Ah, yes. It's way too much work and ends up being ugly. Mutex it is I guess. :)

Skarlso commented 5 years ago

Hah no, I succeeded, but get this. Because of other things, like Job and such, I still got a data race at flush! But this is a good thing. Because now I verified that indeed a mutex is a good approach at this point. :) Awesome.

Skarlso commented 5 years ago

Get this! :) Just so I could ease my mind, I got further and re-wrote a large chunk of passing around the plugin to values instead of pointers. And when there is a mutation, I pass the mutated value back instead of the pointer semantics. I got rid of the race. :) However, I don't like the resulting code that much. It's not intuitive enough and sometime it passes it back sometimes it doesn't. So I'm not going to go with that. Not to mention that I don't have data about the memory allocation increase because of the copy. Aw well. 🤷‍♂

Skarlso commented 5 years ago

Huh, so guess what... The mutex didn't solve the data race.

Skarlso commented 5 years ago

Oh I know why.

Skarlso commented 5 years ago

Well this is problematic. Gaia is racing with go-plugin's logStderr. c.config.Stderr.Write([]byte(line)) since we have stderr replaced with our buffer. We can't just lock the flush. The flush is racing with go-plugin. Eh.
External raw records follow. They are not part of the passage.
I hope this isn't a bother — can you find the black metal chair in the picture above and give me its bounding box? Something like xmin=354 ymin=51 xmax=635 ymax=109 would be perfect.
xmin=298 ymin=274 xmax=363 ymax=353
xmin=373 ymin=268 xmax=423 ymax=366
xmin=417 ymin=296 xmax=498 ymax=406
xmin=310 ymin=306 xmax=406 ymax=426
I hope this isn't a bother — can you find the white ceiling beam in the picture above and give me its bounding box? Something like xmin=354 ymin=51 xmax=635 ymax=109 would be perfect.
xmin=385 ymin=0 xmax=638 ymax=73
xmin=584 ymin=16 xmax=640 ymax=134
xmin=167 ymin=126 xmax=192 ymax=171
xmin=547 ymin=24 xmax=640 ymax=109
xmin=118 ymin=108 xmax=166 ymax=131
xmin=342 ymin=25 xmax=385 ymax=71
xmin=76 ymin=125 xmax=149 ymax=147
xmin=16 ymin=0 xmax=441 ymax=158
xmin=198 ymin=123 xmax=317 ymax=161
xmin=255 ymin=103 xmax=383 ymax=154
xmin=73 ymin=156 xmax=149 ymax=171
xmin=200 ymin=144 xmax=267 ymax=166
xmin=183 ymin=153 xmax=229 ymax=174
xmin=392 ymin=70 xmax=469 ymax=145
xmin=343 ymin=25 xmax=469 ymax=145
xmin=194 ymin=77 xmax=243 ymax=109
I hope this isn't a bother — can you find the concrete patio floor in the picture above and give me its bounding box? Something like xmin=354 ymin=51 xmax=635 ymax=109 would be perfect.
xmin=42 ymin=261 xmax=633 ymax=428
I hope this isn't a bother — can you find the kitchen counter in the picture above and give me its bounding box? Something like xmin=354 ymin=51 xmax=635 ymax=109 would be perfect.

Skarlso commented 5 years ago

So the flush happens so that the logs are displayed in the log window, if I see this correctly. But the plugin is also trying to write / read to the buffer we are providing it. This is problematic, because even if we lock on our end the plugin will not lock of course, because it's using a simple Write. Which means a data race on the buffer.

Skarlso commented 5 years ago

Okay, so the solution must be that we implement our own writer using an underlying buffer and io writer. On which the Write is basically a bufio.Write but with a lock in it. And we then pass that to go-plugin.